Saima Nomaan



College: College of Social Sciences and International Studies
Discipline: Education
Department: Graduate School of Education (Ed.D TESOL)
Research Centre/Unit: CRPL-Centre for Research and Professional Learning

My educational background includes an MA degree in English Language & Literature from Fatima Jinnah Women University, Rawalpindi, Pakistan, and another MA degree in TESOL Studies from Aston University, Birmingham, UK. I also have two postgraduate diplomas, (PGD TEFL and PGD College Management) along with the UK TEFL Certification and the Fellowship of The Higher Education Academy UK (FHEA). Recently, I completed Harvard's Higher Education Teaching Certificate and I am currently engaged in doing my Ed.D. in Education in TESOL from University of Exeter, UK and working as a Lecturer (General Studies-English) in Higher Colleges of Technology in the UAE. My literary research for the MA in Language & Literature consisted of the discussion of John Steinbeck as a proletarian writer and an analysis of the allusions and imagery in his four major novels. Then, a shift in my research interests occurred when I studied linguistics further and did my PGD in TEFL and later, MA in TESOL Studies. Therefore, my next research was more linguistic in nature and I discussed language pedagogy in Pakistan and evaluated the secondary level ELT textbooks for oral communication skills materials in Pakistan. 

As an ESL/TESOL practitioner for more than 16 years and as a Microsoft Faculty Fellow, I love to impart my knowledge and skills vis-a-vis the use of instructional technology and cascade it to other faculty.
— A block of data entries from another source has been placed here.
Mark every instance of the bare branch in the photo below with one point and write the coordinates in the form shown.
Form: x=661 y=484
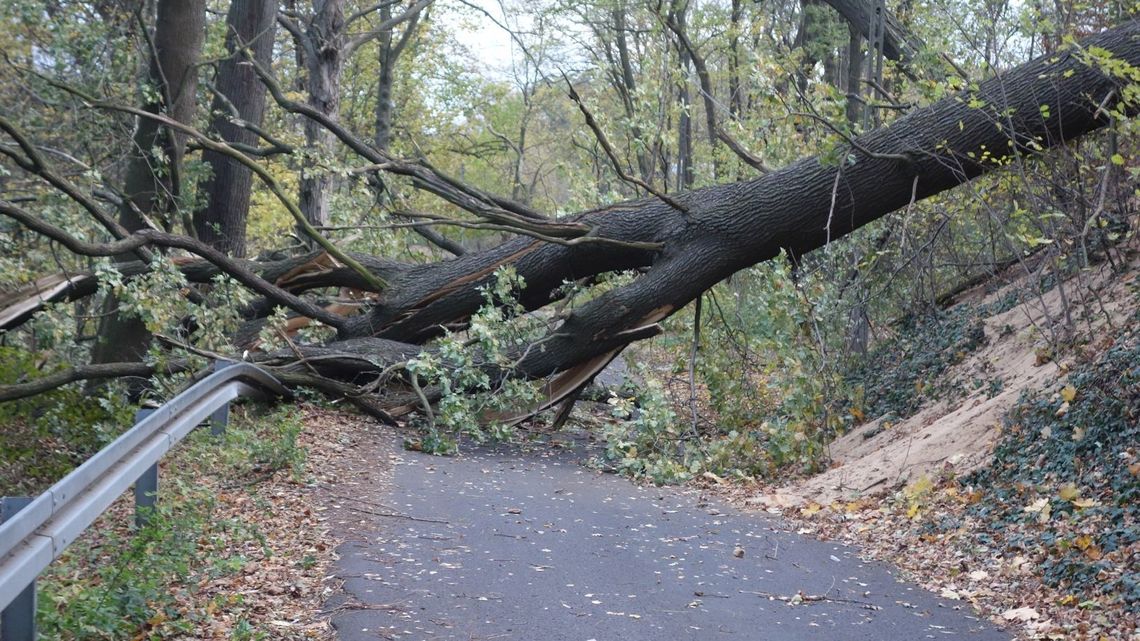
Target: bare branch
x=612 y=155
x=163 y=238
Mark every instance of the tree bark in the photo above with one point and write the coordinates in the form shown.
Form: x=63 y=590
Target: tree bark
x=730 y=227
x=222 y=222
x=177 y=43
x=325 y=42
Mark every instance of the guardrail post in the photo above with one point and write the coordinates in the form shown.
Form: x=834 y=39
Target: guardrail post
x=17 y=621
x=220 y=418
x=146 y=486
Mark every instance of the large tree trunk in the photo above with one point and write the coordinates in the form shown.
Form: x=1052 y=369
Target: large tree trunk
x=731 y=227
x=178 y=35
x=221 y=222
x=697 y=238
x=325 y=34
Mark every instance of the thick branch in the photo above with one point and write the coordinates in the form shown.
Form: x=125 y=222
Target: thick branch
x=154 y=237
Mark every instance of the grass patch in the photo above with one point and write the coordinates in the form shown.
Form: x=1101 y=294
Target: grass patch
x=170 y=578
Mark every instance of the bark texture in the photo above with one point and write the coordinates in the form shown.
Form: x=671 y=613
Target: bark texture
x=731 y=227
x=221 y=224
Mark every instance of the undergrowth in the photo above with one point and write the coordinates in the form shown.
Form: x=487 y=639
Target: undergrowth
x=45 y=437
x=1065 y=477
x=117 y=582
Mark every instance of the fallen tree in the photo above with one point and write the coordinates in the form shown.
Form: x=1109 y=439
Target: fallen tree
x=684 y=244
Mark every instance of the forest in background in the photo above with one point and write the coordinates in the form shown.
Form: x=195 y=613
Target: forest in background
x=353 y=171
x=456 y=214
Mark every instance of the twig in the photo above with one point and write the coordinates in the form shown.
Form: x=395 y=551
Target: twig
x=396 y=516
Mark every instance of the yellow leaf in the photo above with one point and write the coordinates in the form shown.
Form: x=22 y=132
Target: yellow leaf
x=920 y=486
x=1069 y=492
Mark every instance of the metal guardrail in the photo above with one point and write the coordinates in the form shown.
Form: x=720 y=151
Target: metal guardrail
x=34 y=532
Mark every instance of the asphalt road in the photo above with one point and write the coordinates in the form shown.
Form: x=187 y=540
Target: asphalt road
x=538 y=548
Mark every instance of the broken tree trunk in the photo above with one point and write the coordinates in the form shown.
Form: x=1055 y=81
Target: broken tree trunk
x=726 y=228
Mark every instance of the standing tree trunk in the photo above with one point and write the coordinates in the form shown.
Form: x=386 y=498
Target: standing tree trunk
x=153 y=183
x=324 y=46
x=221 y=224
x=389 y=53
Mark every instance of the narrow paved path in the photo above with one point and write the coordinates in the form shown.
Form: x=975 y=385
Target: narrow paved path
x=532 y=546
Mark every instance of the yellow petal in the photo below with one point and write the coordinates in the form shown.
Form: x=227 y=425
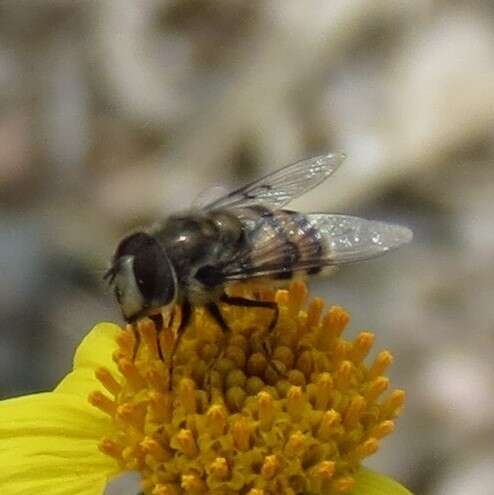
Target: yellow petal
x=48 y=445
x=371 y=483
x=95 y=350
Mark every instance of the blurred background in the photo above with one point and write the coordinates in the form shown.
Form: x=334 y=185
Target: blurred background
x=115 y=113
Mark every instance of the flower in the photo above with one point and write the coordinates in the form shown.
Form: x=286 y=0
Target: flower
x=295 y=411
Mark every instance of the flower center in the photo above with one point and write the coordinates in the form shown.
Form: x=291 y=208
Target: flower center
x=247 y=412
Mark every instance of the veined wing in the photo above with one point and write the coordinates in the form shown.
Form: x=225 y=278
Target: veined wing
x=278 y=188
x=288 y=242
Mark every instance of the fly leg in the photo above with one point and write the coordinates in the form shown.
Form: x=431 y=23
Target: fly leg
x=186 y=313
x=215 y=312
x=159 y=323
x=250 y=303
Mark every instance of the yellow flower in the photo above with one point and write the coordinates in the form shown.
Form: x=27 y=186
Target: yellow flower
x=292 y=412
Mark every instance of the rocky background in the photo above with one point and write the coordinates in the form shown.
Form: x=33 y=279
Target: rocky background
x=113 y=113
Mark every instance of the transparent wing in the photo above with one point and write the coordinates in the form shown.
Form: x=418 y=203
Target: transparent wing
x=279 y=188
x=290 y=242
x=209 y=196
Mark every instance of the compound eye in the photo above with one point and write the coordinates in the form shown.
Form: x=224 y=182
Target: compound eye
x=146 y=267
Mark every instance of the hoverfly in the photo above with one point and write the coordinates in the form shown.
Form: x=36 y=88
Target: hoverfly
x=191 y=258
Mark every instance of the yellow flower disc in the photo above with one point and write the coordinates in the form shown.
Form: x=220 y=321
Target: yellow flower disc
x=293 y=410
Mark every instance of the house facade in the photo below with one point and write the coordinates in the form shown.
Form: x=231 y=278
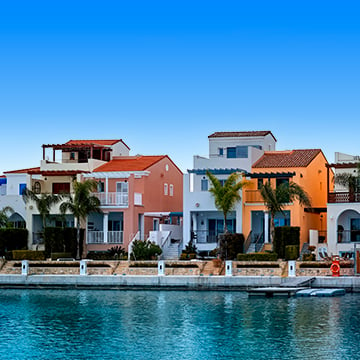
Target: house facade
x=229 y=152
x=306 y=168
x=138 y=194
x=343 y=222
x=68 y=162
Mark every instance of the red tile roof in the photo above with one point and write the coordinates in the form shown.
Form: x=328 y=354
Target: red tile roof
x=240 y=134
x=94 y=142
x=291 y=158
x=130 y=163
x=22 y=171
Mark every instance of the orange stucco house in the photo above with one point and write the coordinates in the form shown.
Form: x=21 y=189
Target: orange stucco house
x=137 y=195
x=308 y=169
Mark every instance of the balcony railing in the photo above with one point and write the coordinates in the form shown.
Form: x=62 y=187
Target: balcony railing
x=98 y=237
x=344 y=197
x=348 y=236
x=204 y=237
x=113 y=198
x=253 y=196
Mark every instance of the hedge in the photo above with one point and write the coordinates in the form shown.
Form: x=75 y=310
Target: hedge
x=13 y=239
x=58 y=239
x=257 y=257
x=28 y=255
x=285 y=235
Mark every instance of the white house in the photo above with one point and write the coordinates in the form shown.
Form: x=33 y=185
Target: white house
x=229 y=152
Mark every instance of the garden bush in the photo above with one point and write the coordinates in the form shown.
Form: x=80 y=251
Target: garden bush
x=285 y=235
x=12 y=239
x=145 y=250
x=291 y=252
x=268 y=256
x=28 y=255
x=231 y=245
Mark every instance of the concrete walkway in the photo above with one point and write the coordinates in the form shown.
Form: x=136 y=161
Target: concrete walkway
x=350 y=283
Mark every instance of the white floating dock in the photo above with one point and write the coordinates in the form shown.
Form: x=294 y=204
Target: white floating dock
x=320 y=292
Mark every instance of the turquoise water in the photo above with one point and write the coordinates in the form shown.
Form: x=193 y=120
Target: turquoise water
x=70 y=324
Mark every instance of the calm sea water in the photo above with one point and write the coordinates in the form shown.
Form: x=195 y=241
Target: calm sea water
x=70 y=324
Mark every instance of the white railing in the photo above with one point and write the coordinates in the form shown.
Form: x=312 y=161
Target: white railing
x=113 y=198
x=133 y=237
x=115 y=237
x=98 y=237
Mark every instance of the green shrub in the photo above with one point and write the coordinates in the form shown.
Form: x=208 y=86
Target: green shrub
x=291 y=252
x=55 y=256
x=231 y=245
x=12 y=239
x=268 y=256
x=145 y=250
x=285 y=235
x=59 y=239
x=28 y=255
x=325 y=264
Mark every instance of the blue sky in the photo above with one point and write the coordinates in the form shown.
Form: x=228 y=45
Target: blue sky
x=163 y=75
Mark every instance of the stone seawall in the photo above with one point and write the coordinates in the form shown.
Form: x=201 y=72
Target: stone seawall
x=126 y=282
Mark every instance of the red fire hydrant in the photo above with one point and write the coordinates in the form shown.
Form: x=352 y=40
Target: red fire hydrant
x=335 y=266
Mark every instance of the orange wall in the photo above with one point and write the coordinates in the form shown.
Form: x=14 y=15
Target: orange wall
x=313 y=179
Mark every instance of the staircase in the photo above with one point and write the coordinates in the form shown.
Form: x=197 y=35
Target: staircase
x=171 y=252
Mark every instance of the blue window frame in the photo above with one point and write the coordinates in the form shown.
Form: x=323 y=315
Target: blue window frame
x=204 y=185
x=22 y=187
x=231 y=153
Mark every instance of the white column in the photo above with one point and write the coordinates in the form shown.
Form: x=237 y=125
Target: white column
x=25 y=267
x=228 y=268
x=83 y=267
x=105 y=227
x=106 y=190
x=266 y=227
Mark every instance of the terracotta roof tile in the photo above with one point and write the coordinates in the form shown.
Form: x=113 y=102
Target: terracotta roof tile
x=240 y=134
x=97 y=142
x=292 y=158
x=130 y=163
x=22 y=171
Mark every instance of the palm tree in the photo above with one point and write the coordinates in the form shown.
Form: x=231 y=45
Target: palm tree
x=81 y=204
x=43 y=202
x=276 y=199
x=349 y=181
x=4 y=218
x=226 y=195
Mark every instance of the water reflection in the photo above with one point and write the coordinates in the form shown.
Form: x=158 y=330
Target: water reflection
x=175 y=325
My primary interests include educational research, the practical application of technological tools to facilitate active learning, develop interactive curriculum and train teachers. My research interests include areas related to critical issues in ELT, teacher professional development, workplace/educational policies, professional identity and issues involving race, gender, and ethnicity with respect to the power and imperialism of English language around the world.